We might then instinctively be curious about which times the model gets it wrong. Are there certain classes that it is worse at identifying correctly? Let's try and explore that a little bit. This code defines a function print_mislabeled_images(class_names, test_images, test_labels, pred_labels) that identifies and displays images that were misclassified by the model, along with their predicted labels.
The first line of the function, BOO = (test_labels == pred_labels), creates a boolean array BOO, where each element is True if the predicted label matches the true label and False if they do not match. This comparison is done element-wise between the test_labels (true labels) and pred_labels (predicted labels). Next, np.where(BOO == 0) is used to find the indices where the boolean array BOO is False— i.e., where the labels don't match. These indices correspond to the misclassified images. The misclassified images are then extracted, along with their predicted labels, and displayed. We display the first 25 mislabeled images.
def print_mislabeled_images(class_names, test_images, test_labels, pred_labels):
BOO = (test_labels == pred_labels)
mislabeled_indices = np.where(BOO == 0)
mislabeled_images = test_images[mislabeled_indices]
mislabeled_labels = pred_labels[mislabeled_indices]
display_examples(class_names, mislabeled_images, mislabeled_labels)
We can see a pattern here, in that many images of forests were misclassified as streets or buildings. In a way, this actually makes sense; forests tend to have a lot of vertical lines (trees), as do city streets.
print_mislabeled_images(class_names, test_images, test_labels, pred_labels)

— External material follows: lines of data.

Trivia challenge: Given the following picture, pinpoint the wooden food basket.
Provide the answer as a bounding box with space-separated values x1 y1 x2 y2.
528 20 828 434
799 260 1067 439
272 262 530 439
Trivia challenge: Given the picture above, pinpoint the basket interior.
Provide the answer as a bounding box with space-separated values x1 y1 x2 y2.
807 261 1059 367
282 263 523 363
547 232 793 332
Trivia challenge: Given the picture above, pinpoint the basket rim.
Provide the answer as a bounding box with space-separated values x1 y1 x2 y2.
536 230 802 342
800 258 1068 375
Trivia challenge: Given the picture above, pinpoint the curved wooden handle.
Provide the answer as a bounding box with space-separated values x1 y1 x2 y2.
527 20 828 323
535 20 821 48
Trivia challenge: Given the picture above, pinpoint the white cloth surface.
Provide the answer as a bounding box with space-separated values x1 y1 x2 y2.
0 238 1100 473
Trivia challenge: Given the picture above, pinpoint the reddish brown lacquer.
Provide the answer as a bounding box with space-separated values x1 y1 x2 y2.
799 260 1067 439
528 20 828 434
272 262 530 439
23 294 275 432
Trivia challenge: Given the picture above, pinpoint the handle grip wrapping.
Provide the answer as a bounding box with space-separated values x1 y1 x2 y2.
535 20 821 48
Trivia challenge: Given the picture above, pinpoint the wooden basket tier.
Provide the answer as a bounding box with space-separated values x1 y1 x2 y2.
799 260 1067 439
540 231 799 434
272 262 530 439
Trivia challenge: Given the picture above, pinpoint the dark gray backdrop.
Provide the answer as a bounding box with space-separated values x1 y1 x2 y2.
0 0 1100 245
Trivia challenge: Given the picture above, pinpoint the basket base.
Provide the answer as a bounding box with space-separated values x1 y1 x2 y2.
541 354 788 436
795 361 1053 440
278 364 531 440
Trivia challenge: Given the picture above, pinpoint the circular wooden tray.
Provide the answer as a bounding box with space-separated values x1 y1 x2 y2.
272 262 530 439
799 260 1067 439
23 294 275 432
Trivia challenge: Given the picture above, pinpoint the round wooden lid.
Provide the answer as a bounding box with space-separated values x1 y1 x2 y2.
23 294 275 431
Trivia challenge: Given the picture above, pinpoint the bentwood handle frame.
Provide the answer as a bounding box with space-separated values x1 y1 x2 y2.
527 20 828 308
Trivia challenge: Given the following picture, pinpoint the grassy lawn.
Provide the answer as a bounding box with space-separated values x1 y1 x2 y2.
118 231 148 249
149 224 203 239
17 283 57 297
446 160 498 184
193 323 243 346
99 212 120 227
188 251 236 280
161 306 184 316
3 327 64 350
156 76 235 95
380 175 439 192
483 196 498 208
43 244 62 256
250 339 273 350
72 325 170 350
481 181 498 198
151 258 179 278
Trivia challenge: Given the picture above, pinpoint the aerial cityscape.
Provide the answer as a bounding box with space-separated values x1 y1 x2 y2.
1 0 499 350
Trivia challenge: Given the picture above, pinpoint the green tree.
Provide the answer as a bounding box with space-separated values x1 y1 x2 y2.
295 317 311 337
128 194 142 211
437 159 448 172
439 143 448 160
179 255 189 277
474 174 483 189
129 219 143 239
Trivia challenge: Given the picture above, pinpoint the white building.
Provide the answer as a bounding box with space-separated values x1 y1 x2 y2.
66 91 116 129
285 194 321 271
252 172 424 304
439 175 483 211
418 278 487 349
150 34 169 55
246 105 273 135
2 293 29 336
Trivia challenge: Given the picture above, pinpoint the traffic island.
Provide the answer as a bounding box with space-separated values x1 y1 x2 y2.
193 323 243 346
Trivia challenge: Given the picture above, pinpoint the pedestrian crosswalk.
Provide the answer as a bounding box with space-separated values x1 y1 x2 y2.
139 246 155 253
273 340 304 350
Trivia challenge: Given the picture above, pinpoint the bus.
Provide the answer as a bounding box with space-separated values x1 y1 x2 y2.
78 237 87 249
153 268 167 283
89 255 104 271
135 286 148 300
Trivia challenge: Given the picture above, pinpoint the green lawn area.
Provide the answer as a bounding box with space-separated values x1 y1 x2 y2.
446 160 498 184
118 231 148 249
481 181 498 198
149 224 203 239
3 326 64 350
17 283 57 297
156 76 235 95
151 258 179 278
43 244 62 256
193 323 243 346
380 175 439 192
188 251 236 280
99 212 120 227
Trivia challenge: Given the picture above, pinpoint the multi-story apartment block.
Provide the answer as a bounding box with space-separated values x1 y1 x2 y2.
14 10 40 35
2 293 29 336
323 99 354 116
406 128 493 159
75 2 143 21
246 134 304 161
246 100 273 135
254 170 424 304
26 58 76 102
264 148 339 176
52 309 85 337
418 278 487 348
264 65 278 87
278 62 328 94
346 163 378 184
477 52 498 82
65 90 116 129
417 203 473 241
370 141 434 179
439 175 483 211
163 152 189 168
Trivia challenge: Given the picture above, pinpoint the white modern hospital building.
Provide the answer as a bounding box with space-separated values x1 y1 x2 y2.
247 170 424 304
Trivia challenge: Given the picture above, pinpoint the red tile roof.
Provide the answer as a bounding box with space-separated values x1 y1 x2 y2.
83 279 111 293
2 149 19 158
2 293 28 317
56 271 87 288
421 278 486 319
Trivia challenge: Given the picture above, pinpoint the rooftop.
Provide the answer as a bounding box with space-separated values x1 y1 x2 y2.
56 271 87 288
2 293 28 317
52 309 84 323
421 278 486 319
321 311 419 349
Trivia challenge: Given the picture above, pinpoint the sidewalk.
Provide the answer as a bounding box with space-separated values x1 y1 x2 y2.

Let's go one step further and create a confusion matrix. The code below does that and then visualizes the matrix as a heat map, with lighter-colored regions for higher counts and darker colors for lower counts. This visually represents how well the model performed for each class, showing where it was able to correctly classify images (diagonal values) and where it confused different classes (off-diagonal values). This helps in identifying specific classes that the model struggles with and is useful for evaluating the overall performance of the model.
We apply it to the testing data:
CM = confusion_matrix(test_labels, pred_labels)
ax = plt.axes()
sn.heatmap(CM, annot=True,
annot_kws={"size": 10},
xticklabels=class_names,
yticklabels=class_names, ax = ax)
ax.set_title('Confusion matrix')
plt.show()
The diagonal counts are highest, which is good! We can also see some higher counts in the off-diagonals; there are $54$ forest images misclassified as "street," which we noticed earlier, for example. There are quite a few buildings misclassified as "street" as well, which makes a lot of sense, and $56$ sea images misclassified as "glacier."
Exercises¶
- Try writing a function similar to our
generate_predictionsfunction from earlier to discover what our model predicts for a new image that you've found on the Internet. Can it correctly classify the new image? - Try adding a dropout layer to this model, with $0.25$. What, if any, differences do you notice?
- Create a confusion matrix like this for our vegetable classification example. Which classes of vegetable was that model better and/or worse at identifying? How do you know?